DOD (EDWARD), bookseller in London; Gun in Ivie Lane, 1646-57. In partnership with Nath. Ekins, q.v. They were the publishers of several of Sir Thomas Browne's writings. A list of 17 books on sale by them in 1657 occurs at the end of R. Bayfield's Bulwarke of Truth, published in that year. Amongst them is an edition of Lovelace's Poems and a work entitled America, by N. N. gent.

DOVER (J.), printer; St. Bartholomew's Close, 1664-65. This may have been the widow and probably the successor of Simon Dover. The imprint is found in a medical work by William Drage of Hitchin, entitled A Physical Nosonomy, which has a second title-page entitled Daimonomageia A Small treatise of sicknesses & Diseases from Witchcraft, 1665. [B.M. 776, g. 3.]

DOVER (SIMON), printer in London, 1660-64. Tried at the Old Bailey in February, 1663/4, with John Twyn, Thomas Brewster, and Nathan Brooks.
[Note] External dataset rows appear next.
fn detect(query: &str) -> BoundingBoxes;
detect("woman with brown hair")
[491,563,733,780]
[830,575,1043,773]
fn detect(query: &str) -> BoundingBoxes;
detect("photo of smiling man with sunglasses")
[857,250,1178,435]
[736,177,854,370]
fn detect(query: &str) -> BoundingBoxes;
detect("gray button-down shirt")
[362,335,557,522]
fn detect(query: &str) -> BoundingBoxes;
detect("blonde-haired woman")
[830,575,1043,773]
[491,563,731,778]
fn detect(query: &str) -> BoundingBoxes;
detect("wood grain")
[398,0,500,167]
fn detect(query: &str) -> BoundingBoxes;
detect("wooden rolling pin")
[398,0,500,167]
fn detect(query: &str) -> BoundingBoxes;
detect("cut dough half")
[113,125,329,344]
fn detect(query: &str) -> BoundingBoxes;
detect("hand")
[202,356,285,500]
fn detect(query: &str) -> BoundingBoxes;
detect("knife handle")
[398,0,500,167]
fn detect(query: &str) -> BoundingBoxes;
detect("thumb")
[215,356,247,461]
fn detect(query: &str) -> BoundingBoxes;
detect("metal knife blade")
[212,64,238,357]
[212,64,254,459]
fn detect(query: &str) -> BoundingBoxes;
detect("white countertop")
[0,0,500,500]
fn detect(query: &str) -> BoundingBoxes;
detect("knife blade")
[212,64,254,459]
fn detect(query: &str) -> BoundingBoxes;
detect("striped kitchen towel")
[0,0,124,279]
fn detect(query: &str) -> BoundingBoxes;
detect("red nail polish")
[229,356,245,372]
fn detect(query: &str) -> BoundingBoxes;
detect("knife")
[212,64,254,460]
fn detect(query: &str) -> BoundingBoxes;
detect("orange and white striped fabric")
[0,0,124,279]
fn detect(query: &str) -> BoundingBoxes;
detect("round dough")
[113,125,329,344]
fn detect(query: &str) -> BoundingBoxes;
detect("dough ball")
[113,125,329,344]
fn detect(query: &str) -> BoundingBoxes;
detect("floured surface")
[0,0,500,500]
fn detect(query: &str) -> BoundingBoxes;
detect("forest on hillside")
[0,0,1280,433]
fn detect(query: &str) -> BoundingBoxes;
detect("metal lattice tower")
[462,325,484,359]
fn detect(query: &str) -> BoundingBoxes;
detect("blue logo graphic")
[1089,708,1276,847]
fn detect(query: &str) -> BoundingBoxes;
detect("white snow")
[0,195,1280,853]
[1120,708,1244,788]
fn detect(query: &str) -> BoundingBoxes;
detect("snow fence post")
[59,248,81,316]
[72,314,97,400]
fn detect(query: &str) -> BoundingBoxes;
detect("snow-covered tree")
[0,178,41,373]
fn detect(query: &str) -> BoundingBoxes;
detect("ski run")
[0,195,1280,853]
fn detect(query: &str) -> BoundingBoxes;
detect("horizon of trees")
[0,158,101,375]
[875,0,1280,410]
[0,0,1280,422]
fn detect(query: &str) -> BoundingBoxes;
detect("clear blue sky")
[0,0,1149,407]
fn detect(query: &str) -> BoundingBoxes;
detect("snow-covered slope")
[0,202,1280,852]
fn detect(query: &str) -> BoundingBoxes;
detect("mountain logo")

Dover's crime was printing a pamphlet entitled The Speeches of some of the late King's Justices. He was condemned to pay a fine of 100 marks, to stand in the pillory on two successive days, and to remain a prisoner during the King's pleasure. He is believed to have died in April, 1664, shortly after his conviction. [An exact Narrative of the Tryal … of John Twyn … 1664; The Newes, April 28th, 1664.]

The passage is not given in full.